Selon un Arrêt de rejet de la Chambre commerciale de la Cour de cassation rendu le 04/03/2014, la notification préalable du titre exécutoire n'est exigée que pour la saisie-exécution, et non pour la saisie conservatoire, car cette dernière n'est pas une mesure d'exécution forcée.

Analyse de la décision de jurisprudence

En l'espèce, une personne morale de droit public émet des titres de perception de cotisations sociales rendus exécutoires à l'encontre d'une société d'armement.

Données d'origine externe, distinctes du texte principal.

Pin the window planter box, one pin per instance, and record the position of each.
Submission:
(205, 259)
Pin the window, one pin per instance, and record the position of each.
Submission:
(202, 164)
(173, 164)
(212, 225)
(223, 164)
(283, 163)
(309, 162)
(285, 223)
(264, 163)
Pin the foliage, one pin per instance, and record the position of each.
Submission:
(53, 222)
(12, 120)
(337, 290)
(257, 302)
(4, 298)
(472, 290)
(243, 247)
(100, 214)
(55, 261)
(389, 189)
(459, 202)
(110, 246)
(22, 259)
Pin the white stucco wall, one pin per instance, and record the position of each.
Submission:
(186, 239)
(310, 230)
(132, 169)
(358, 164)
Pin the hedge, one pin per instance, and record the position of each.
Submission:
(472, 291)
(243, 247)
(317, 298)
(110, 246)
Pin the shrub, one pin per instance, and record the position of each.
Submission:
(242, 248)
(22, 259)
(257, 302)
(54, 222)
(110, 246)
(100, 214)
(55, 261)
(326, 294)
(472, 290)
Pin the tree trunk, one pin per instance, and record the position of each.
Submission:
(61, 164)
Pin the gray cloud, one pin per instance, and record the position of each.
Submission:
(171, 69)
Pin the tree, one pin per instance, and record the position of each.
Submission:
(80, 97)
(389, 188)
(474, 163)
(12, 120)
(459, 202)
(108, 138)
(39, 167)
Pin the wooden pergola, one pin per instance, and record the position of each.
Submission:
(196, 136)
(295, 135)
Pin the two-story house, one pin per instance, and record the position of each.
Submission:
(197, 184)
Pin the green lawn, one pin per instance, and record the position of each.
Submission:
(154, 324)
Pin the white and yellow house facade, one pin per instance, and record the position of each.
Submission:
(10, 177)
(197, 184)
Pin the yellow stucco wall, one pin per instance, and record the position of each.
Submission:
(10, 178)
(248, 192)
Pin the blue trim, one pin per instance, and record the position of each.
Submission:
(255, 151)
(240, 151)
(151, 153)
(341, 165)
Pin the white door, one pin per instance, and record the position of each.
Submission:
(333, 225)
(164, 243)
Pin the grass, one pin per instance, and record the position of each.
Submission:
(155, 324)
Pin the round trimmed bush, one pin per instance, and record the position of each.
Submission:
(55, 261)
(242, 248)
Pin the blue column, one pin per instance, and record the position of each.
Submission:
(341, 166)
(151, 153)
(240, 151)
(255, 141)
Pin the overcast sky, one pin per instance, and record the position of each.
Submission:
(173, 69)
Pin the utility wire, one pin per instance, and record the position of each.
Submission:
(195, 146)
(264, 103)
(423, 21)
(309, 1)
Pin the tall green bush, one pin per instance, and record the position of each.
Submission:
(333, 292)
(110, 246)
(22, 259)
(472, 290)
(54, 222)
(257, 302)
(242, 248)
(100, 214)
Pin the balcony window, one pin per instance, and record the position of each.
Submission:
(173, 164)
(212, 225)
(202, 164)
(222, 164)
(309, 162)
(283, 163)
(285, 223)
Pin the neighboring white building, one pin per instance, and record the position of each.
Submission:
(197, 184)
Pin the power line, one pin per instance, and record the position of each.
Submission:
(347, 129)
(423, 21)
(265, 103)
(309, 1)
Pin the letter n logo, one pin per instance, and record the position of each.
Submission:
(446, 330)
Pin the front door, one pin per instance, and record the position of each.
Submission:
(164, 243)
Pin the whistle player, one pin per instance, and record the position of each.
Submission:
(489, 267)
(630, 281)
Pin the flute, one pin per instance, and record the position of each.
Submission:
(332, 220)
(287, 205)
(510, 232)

Par la suite, une ordonnance sur requête, rendue par le Président d'un tribunal mixte de commerce, autorise la personne morale de droit public à saisir à titre conservatoire deux navires appartenant à cette société d'armement. Rappelons que la saisie conservatoire est une saisie à caractère provisoire portant sur les biens mobiliers d'un débiteur. Ces biens mobiliers servent alors de garantie au créancier, avant que ne soit prononcé le jugement condamnant le débiteur à payer sa créance.

La signification de l'ordonnance et les saisies sont effectuées le jour même. De ce fait, la société d'armement conteste la régularité de la procédure de saisie conservatoire, en invoquant notamment le fait que les titres exécutoires ne lui avaient pas été notifiés au préalable.

En appel, les Juges valident cependant les saisies. La société d'armement forme donc un pourvoi en cassation. D'après la société d'armement :

  • les titres exécutoires émis par une personne morale de droit public ne peuvent donner lieu à une mesure d'exécution forcée s'ils n'ont pas été préalablement notifiés au débiteur. Or, la charge de la preuve relative à cette notification repose sur le créancier. En l'espèce, et d'après la société d'armement, la personne morale de droit public ne justifiait pas avoir notifié ses titres exécutoires antérieurement aux saisies opérées sur les deux navires ;
  • seul un commandement de payer vaut notification du titre exécutoire et fait courir les délais d'opposition. Or, en l'espèce, la Cour d'appel n'avait pas donné de base légale à sa décision, en ne recherchant pas si le délai d'opposition (de deux mois) avait pu commencer à courir, en l'absence de commandement de payer préalablement adressé au débiteur saisi.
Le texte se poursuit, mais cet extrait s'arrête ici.